Von Christina Sartori |
    Es gibt verschiedene niedrigschwellige Hilfsangebote für Glücksspielsüchtige und ihre Angehörigen. Dr. Jörg Petry, Projektleiter für Bereiche pathologisches Glücksspiel und pathologischer PC-Internet-Gebrauch bei der allgemeinen Hospitalgesellschaft in Düsseldorf nennt einige:
    "Es fängt an bei Telefonhotlines, die gibt es bundesweit und in einzelnen Bundesländern, inzwischen auch auf Türkisch z. B., dann kommen Foren im Internet, unser Fachverband betreut so ein Forum. Und dann fängt schon an die Beratungsstellen, die ja kostenfrei sind, wo die Angehörigen und der Betroffene jederzeit auch kurzfristig einen Beratungstermin bekommt."
    Wurde die Glücksspielsucht ärztlich festgestellt, gibt es die Möglichkeit, sich behandeln zu lassen, notfalls sogar durch den mehrwöchigen Aufenthalt in einer Klinik. Noch besser wäre es aber, wenn man die Sucht durch Präventionsmaßnahmen verhindern könnte, sagt Jörg Petry, aber es mangelt am Geld:
    "Eigentlich sollte man ja Prävention machen, um das Problem zu verhindern und da gibt es keine systematische Finanzierung."
    Doch nicht nur das Geld ist ein Problem - es gibt auch kaum Studien dazu, welche Präventionsmaßnahmen wirklich sinnvoll sind, um Glücksspielsucht zu verhindern, bedauert Petry:
    "Dieses Gebiet ist natürlich wissenschaftlich sehr schwierig, das sind ja Wirkungen, die man langfristig erzielen will, und das sind auch Wirkungen, die sich auf die Einstellungen und das Wissen beziehen. Und wo es noch mangelt an guten Befunden. Da sind wir auch noch in den Anfängen."
    Aber gute Erfahrungen gibt es mittlerweile schon, berichtet Ilona Füchtenschnieder, Vorsitzende des Fachverbandes Glücksspielsucht. Zum Beispiel, wenn ehemalige Glücksspielsüchtige jungen Menschen ihre leidvolle Geschichte erzählen - dann ist das Interesse groß:
    "Diese Erfahrung haben wir gemacht und das nutzen wir auch: Dass Klienten, die die Sucht überwunden haben, eben in Schulklassen gehen, Jugendklubs gehen und das die dort erzählen, weil das hat einfach eine andere Authentizität."
    Außerdem ist für die Prävention die Beobachtung wichtig, dass mehr Automaten zu mehr Glücksspielern führen, erläutert Jörg Petry von der Hospitalgesellschaft in Düsseldorf:
    "Wir haben eine Korrelation zwischen Größe des Angebotes und Anzahl der Betroffenen, also Automatendichte korreliert mit der Anzahl der pathologischen Glücksspieler."

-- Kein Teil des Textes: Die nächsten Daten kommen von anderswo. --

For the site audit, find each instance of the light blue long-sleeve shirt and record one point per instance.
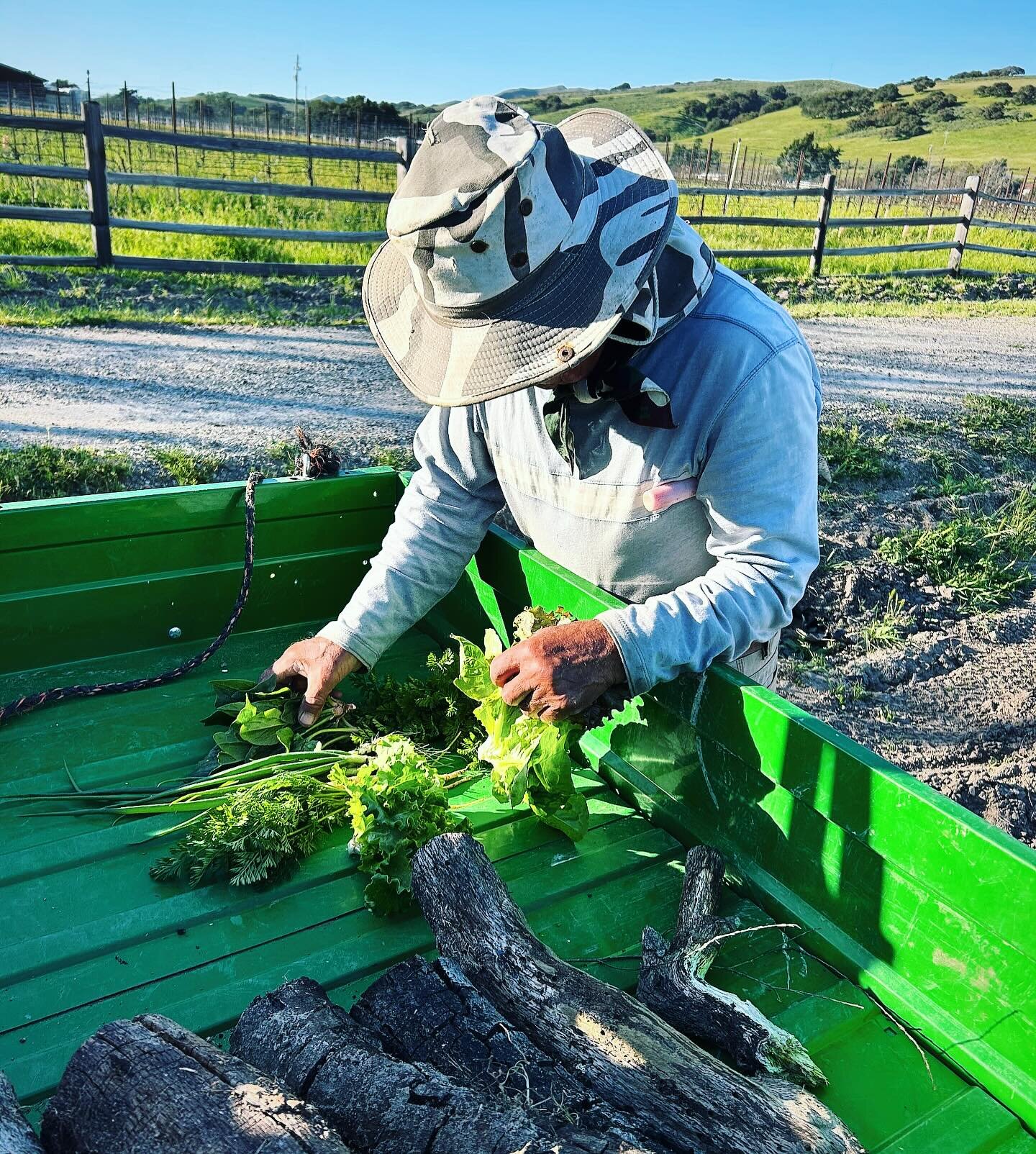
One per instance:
(706, 577)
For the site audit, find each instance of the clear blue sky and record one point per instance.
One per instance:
(404, 50)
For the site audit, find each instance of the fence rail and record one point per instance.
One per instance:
(971, 194)
(97, 176)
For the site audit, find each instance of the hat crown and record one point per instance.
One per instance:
(489, 196)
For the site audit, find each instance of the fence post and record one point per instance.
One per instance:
(820, 231)
(960, 239)
(403, 149)
(732, 176)
(97, 183)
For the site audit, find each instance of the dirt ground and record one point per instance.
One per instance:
(948, 694)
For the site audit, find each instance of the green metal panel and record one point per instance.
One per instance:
(913, 896)
(893, 886)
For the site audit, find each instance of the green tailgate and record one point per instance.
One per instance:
(898, 892)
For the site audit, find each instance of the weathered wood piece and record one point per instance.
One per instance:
(17, 1135)
(386, 1106)
(673, 983)
(149, 1086)
(428, 1011)
(675, 1092)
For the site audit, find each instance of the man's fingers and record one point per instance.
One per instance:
(517, 690)
(284, 667)
(312, 704)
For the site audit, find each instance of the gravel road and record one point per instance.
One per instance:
(235, 390)
(954, 702)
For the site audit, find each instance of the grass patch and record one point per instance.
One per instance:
(36, 472)
(50, 297)
(395, 456)
(999, 426)
(952, 478)
(187, 468)
(853, 455)
(904, 422)
(986, 559)
(886, 628)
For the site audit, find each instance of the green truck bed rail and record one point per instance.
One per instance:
(912, 978)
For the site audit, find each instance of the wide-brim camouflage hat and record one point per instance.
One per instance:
(514, 247)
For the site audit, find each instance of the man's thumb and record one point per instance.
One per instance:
(311, 710)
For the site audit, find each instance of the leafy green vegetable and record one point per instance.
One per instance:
(262, 716)
(531, 760)
(430, 710)
(537, 617)
(259, 830)
(396, 804)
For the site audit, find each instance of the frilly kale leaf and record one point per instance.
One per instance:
(396, 804)
(531, 760)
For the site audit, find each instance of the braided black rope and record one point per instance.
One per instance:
(66, 693)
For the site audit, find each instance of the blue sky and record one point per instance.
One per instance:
(404, 50)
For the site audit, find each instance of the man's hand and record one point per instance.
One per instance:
(560, 670)
(313, 667)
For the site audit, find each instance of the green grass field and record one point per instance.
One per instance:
(21, 237)
(969, 140)
(963, 140)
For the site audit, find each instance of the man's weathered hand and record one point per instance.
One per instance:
(313, 667)
(560, 670)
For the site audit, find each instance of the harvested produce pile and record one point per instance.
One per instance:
(269, 789)
(496, 1047)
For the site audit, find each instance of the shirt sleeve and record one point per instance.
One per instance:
(759, 489)
(440, 523)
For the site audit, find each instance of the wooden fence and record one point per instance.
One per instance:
(965, 218)
(96, 177)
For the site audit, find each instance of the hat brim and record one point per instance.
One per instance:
(571, 305)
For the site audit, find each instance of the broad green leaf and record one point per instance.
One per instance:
(473, 680)
(263, 728)
(532, 620)
(569, 813)
(510, 783)
(383, 896)
(227, 742)
(552, 762)
(223, 714)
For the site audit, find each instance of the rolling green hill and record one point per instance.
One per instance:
(971, 139)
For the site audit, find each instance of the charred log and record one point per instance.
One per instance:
(17, 1135)
(673, 983)
(428, 1011)
(149, 1086)
(386, 1106)
(675, 1092)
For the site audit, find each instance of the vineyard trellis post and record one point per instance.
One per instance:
(960, 240)
(820, 231)
(97, 183)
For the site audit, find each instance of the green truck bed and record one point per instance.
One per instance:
(909, 909)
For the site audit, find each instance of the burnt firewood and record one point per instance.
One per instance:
(674, 1091)
(384, 1104)
(17, 1135)
(673, 983)
(428, 1011)
(149, 1086)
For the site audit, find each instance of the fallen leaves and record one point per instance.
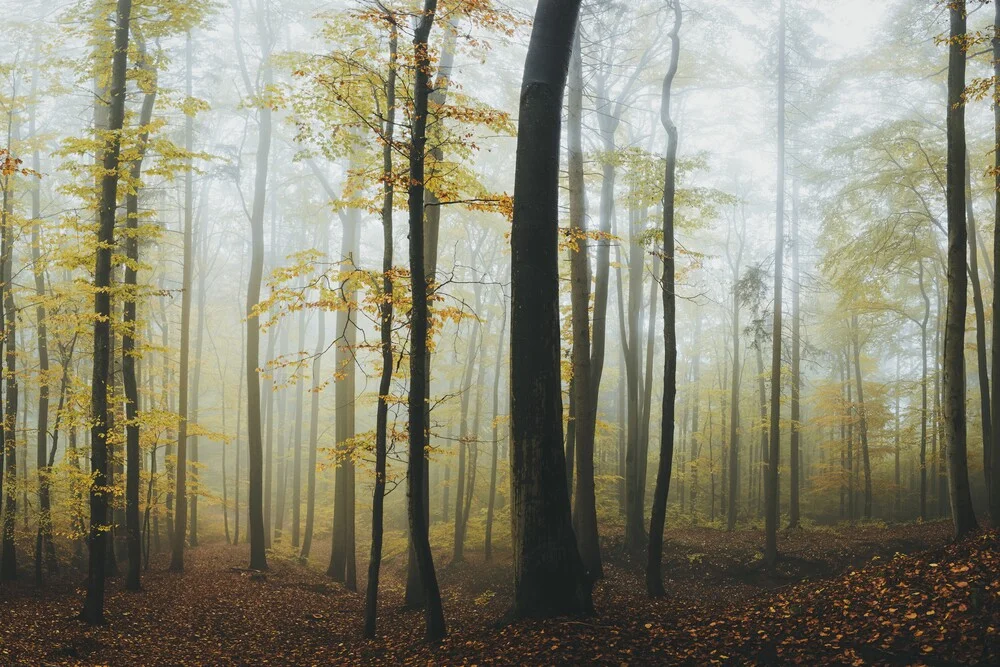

    Ilona Füchtenschnieder fasst diesen Zusammenhang mit einem bekannten Spruch zusammen:
    "Gelegenheit macht Diebe."
    Eine weitere Präventionsmöglichkeit, die sich in der Praxis bewährt hat, ist die Sperre: Wer glücksspielsüchtig ist, kann sich selber sperren lassen. Dazu reicht es, dass der Betroffene persönlich oder per Post einen Antrag stellt. Die Sperre gilt dann bundesweit in allen staatlichen Spielcasinos: unbefristet, mindestens aber ein Jahr.
    "Wir haben durch Gerichtsverfahren durchgesetzt, dass in den Spielbanken, in den Automatenkasinos, Ausweiskontrollen stattfinden. Seit dem das ist haben wir in den Beratungsstellen deutlich weniger Kasinospieler. Das ist ganz auffällig und da sieht man das strukturelle Prävention die sinnvollere Prävention ist."
    Diese Form der Prävention würde die Vorsitzende des Fachverbandes Glücksspielsucht e. V. gerne ausweiten:
    "Das müsste jetzt übertragen werden auf den Bereich der Spielhallen: Wir brauchen dringend das Sperrsystem auch für Spielhallen, das ich mich ausschließen kann, und dann hätten wir ein System wo die Betroffenen sich selbst auch schützen können."
    Obwohl es kaum Forschung zur wirkungsvollen Prävention von Glücksspielsucht gibt, zeigt die Erfahrung, dass es sinnvoll wäre, den Zugang zu Geldspielgeräten zu erschweren. Doch das durchzusetzen ist schwierig, schließlich verdient eine ganze Branche sehr gut an Geldspielgeräten. So bleibt es wohl erst mal bei der Erkenntnis: Durch einen Glücksspielautomaten wird nur einer reich: der Besitzer des Automaten.